It is necessary to tell that Parmenides's idea about beingness as the uniform, the eternal and the motionless, which seems absurd, actually can explain a lot of things in existence, if to assume that the except eternal, infinite Uniform there is not seeming, but quite the material, real world in time which is united indissolubly with the eternal Uniform in a certain sustainable system, both components which support each other.
To assume this, of course, possible, but it would be desirable to receive the answer to a question: how functions this system.
Beingness, if to see under it everything existing, or existing things, can't be manifested in absence of consciousness in any way. In other words, if the consciousness was not, as such, then and beingness there would not be – there would be nothing. This fact is, apparently, the primary cause of the appearance in human consciousness of the concept of God-creator.
The first of philosophers this ratio between consciousness and things quite distinctly, albeit in his own way, understood Berkeley: “IV. It is indeed an Opinion strangely prevailing amongst Men, hat Houses, Mountains, Rivers, and in a word all sensible Objects have an Existence Natural or Real, distinct from their being perceived by the Understanding. But with how great an Assurance and Acquiescence soever this principle may be entertained in the World; yet whoever shall find in his Heart to call it in Question, may, if I mistake not, perceive it to involve a manifest Contradiction. For what are the forementioned Objects but the things we perceive by Sense, and what do we perceive besides our own Ideas or Sensations; and is it not plainly repugnant that any one of these or any Combination of them should exist unperceived?” [9, p. 13].

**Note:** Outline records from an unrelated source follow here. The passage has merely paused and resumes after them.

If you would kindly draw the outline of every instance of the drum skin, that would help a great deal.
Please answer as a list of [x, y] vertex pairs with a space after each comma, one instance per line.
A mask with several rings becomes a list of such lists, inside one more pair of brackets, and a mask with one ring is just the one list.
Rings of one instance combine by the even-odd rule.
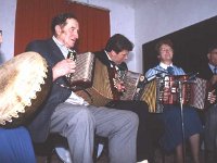
[[0, 127], [25, 124], [47, 98], [52, 73], [36, 52], [21, 53], [0, 66]]

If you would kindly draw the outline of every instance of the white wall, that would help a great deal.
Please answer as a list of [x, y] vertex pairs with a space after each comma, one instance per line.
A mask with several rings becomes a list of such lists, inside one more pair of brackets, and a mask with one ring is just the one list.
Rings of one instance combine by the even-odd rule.
[[0, 0], [0, 29], [3, 30], [1, 51], [3, 60], [9, 60], [14, 55], [15, 10], [16, 0]]
[[140, 72], [143, 43], [217, 15], [216, 0], [137, 0], [135, 7], [135, 65]]
[[[135, 42], [133, 0], [77, 1], [108, 9], [111, 11], [111, 35], [122, 33]], [[7, 60], [11, 59], [14, 54], [15, 10], [16, 0], [0, 0], [0, 28], [4, 33], [1, 50], [5, 54]], [[129, 66], [133, 66], [133, 61], [129, 61]]]
[[[135, 42], [128, 65], [142, 72], [142, 45], [217, 15], [216, 0], [77, 0], [111, 11], [111, 35], [120, 33]], [[0, 28], [5, 59], [14, 53], [16, 0], [0, 0]]]

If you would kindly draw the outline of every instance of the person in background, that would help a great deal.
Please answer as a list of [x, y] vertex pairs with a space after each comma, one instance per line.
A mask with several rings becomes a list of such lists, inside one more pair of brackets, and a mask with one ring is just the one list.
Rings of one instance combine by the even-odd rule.
[[[210, 84], [209, 90], [215, 90], [217, 88], [217, 45], [212, 46], [207, 53], [208, 63], [201, 66], [199, 71], [199, 77], [206, 79]], [[214, 101], [215, 102], [215, 101]], [[217, 162], [216, 148], [217, 148], [217, 105], [212, 104], [205, 108], [203, 112], [203, 117], [205, 122], [204, 129], [204, 145], [206, 150], [206, 162], [214, 163]]]
[[[162, 40], [156, 45], [158, 52], [159, 64], [153, 68], [150, 68], [145, 76], [150, 77], [154, 74], [165, 75], [184, 75], [181, 67], [173, 64], [174, 49], [170, 40]], [[165, 73], [162, 73], [165, 72]], [[165, 89], [165, 97], [169, 96], [169, 90]], [[158, 115], [165, 125], [165, 133], [159, 140], [162, 148], [170, 152], [176, 151], [176, 162], [183, 163], [183, 150], [182, 150], [182, 121], [181, 109], [179, 105], [165, 104], [164, 112]], [[183, 126], [184, 126], [184, 139], [190, 141], [192, 156], [194, 163], [200, 162], [200, 134], [202, 133], [201, 120], [194, 108], [183, 106]]]
[[[117, 72], [128, 71], [126, 60], [128, 59], [129, 52], [132, 50], [132, 42], [122, 34], [113, 35], [106, 42], [106, 46], [103, 50], [94, 52], [95, 57], [106, 65], [107, 70], [111, 71], [115, 68]], [[110, 78], [112, 78], [112, 74]], [[128, 88], [125, 88], [124, 83], [118, 86], [119, 92]], [[144, 101], [120, 101], [114, 100], [106, 104], [106, 106], [113, 106], [120, 110], [128, 110], [137, 113], [139, 116], [139, 128], [137, 137], [137, 161], [149, 160], [153, 162], [154, 149], [152, 147], [153, 133], [151, 131], [151, 126], [157, 126], [159, 131], [161, 124], [157, 121], [154, 122], [154, 118], [151, 117], [149, 113], [148, 104]], [[151, 121], [153, 120], [153, 121]], [[151, 123], [152, 122], [152, 123]]]
[[[0, 45], [2, 41], [3, 36], [0, 30]], [[0, 127], [0, 162], [36, 163], [31, 139], [24, 126], [10, 129]]]
[[136, 162], [137, 114], [130, 111], [93, 106], [68, 88], [66, 75], [75, 72], [75, 61], [67, 59], [79, 34], [79, 23], [72, 13], [60, 13], [51, 23], [52, 38], [28, 43], [26, 51], [41, 54], [52, 68], [51, 92], [28, 128], [35, 142], [43, 142], [58, 133], [68, 142], [72, 162], [92, 163], [94, 134], [108, 138], [111, 163]]

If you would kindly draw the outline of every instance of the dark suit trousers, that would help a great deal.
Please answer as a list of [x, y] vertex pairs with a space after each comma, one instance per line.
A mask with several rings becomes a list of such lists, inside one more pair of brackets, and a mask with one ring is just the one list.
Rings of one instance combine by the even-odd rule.
[[106, 106], [128, 110], [138, 114], [137, 161], [149, 160], [149, 162], [152, 162], [154, 154], [153, 143], [161, 133], [158, 128], [161, 128], [162, 123], [149, 113], [148, 104], [143, 101], [112, 101]]

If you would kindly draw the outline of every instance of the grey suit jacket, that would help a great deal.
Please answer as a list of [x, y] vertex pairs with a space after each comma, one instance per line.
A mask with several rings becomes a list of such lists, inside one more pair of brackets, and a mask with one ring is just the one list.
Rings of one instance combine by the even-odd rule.
[[[47, 60], [50, 68], [64, 59], [53, 39], [35, 40], [27, 46], [26, 51], [35, 51], [41, 54]], [[64, 102], [71, 96], [71, 90], [61, 87], [56, 82], [65, 86], [67, 85], [65, 77], [60, 77], [53, 82], [48, 99], [46, 99], [39, 113], [28, 125], [29, 133], [35, 142], [42, 142], [47, 139], [53, 111], [58, 104]]]

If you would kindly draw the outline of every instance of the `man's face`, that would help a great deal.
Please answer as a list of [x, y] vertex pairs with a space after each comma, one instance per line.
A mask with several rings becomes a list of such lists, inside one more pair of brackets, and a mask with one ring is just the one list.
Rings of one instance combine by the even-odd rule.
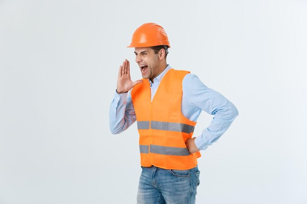
[[159, 73], [159, 54], [150, 47], [135, 47], [135, 62], [144, 79], [154, 79]]

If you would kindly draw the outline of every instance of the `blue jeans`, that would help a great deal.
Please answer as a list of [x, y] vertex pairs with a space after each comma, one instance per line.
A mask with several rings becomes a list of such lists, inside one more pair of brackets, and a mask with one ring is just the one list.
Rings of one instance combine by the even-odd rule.
[[196, 166], [186, 170], [142, 166], [138, 204], [194, 204], [199, 185]]

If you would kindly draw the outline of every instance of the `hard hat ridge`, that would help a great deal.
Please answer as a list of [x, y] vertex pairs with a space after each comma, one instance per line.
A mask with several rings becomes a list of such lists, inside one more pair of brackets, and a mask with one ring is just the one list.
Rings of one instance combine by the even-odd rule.
[[[170, 47], [166, 32], [160, 25], [153, 23], [144, 23], [137, 28], [127, 47], [144, 47], [167, 45]], [[167, 49], [166, 49], [167, 51]]]

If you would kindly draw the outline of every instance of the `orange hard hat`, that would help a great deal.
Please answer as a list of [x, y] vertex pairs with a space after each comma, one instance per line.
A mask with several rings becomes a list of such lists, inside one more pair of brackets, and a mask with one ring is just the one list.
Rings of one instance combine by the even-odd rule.
[[153, 23], [144, 23], [137, 28], [131, 44], [127, 47], [144, 47], [167, 45], [170, 47], [167, 35], [163, 27]]

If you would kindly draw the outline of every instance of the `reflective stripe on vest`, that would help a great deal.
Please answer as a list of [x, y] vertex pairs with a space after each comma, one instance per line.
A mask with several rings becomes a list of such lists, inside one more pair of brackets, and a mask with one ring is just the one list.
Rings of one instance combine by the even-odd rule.
[[141, 153], [159, 154], [164, 155], [172, 155], [174, 156], [188, 156], [190, 153], [186, 148], [165, 147], [164, 146], [150, 145], [150, 150], [149, 151], [148, 145], [140, 145], [140, 152]]
[[[137, 129], [139, 130], [149, 129], [150, 122], [137, 121]], [[152, 121], [151, 127], [151, 129], [154, 130], [181, 132], [189, 134], [193, 132], [194, 127], [186, 124], [160, 121]]]

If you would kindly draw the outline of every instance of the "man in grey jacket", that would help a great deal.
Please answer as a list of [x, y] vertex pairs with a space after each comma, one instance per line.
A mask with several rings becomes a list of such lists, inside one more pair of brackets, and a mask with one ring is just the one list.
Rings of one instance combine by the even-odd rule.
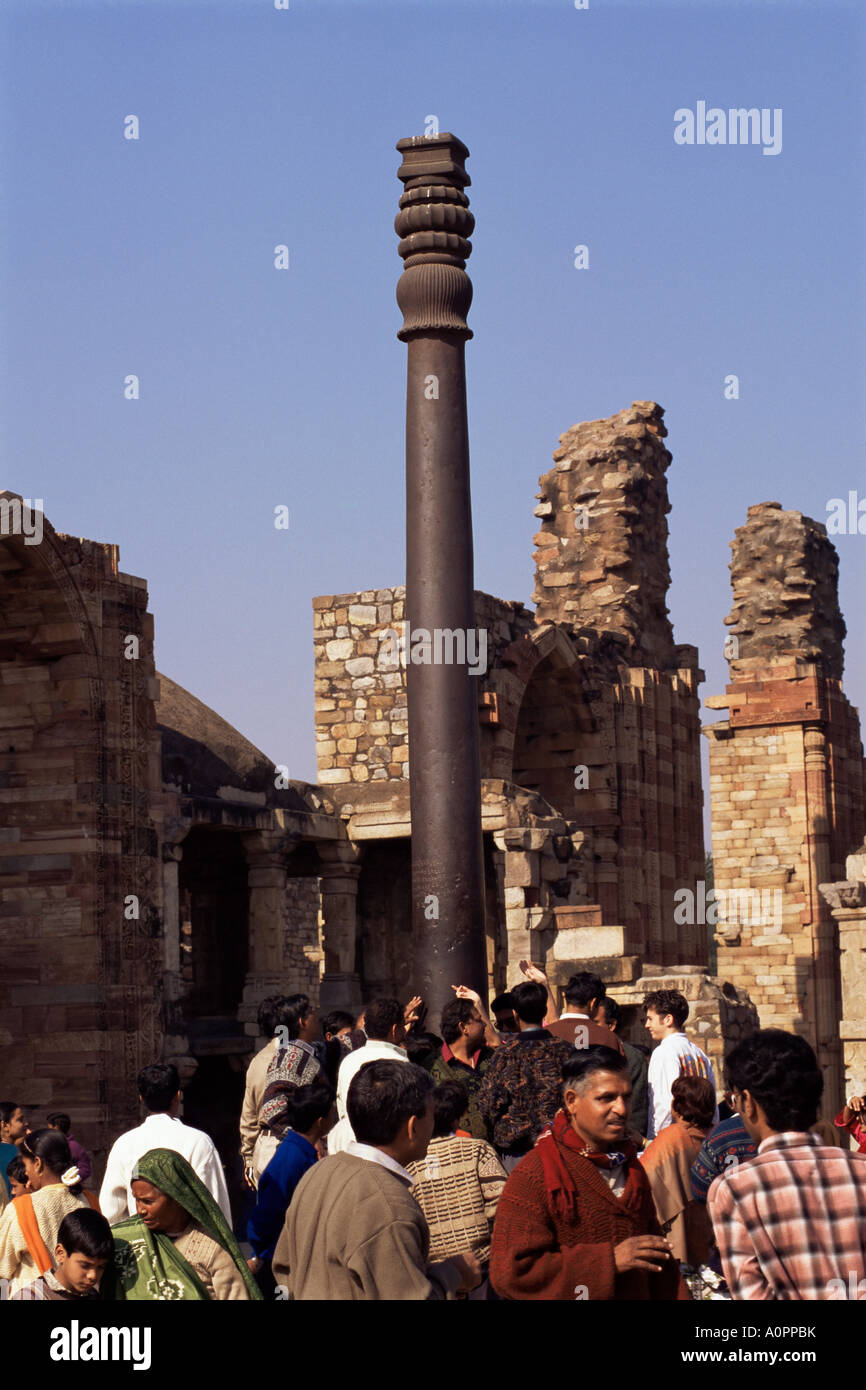
[[430, 1232], [406, 1163], [424, 1158], [434, 1083], [411, 1062], [377, 1061], [352, 1080], [354, 1141], [302, 1177], [274, 1251], [274, 1279], [300, 1301], [425, 1301], [481, 1280], [471, 1251], [428, 1265]]
[[[599, 999], [599, 1005], [594, 1015], [595, 1023], [606, 1024], [610, 1031], [617, 1036], [617, 1029], [623, 1017], [623, 1011], [620, 1009], [616, 999], [609, 999], [605, 995]], [[617, 1037], [623, 1052], [626, 1054], [626, 1061], [628, 1062], [628, 1077], [631, 1080], [631, 1129], [637, 1130], [642, 1138], [646, 1138], [646, 1126], [649, 1123], [649, 1090], [646, 1087], [646, 1073], [648, 1062], [639, 1048], [634, 1047], [631, 1042], [626, 1042], [624, 1038]]]

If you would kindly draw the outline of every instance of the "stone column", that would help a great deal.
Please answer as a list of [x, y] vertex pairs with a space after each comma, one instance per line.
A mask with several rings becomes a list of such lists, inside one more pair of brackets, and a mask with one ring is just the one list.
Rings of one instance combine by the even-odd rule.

In this statement of Berkeley traced the idea that without existence of senses and reason is problematic existence of everything else, inasmuch there are no one and nothing to perceive the rest. However, Berkeley out of this draws the conclusion, characteristic for his time: “XXVI. … there is no corporeal or material Substance: it remains therefore that the Cause of Ideas is an incorporeal active Substance or Spirit” [9, p. 19].
Whatever it was, but Berkeley is correct in his assumption that without consciousness the world does not exist, it simply cannot be as beingness: in this case the world is already non-existence, nothingness.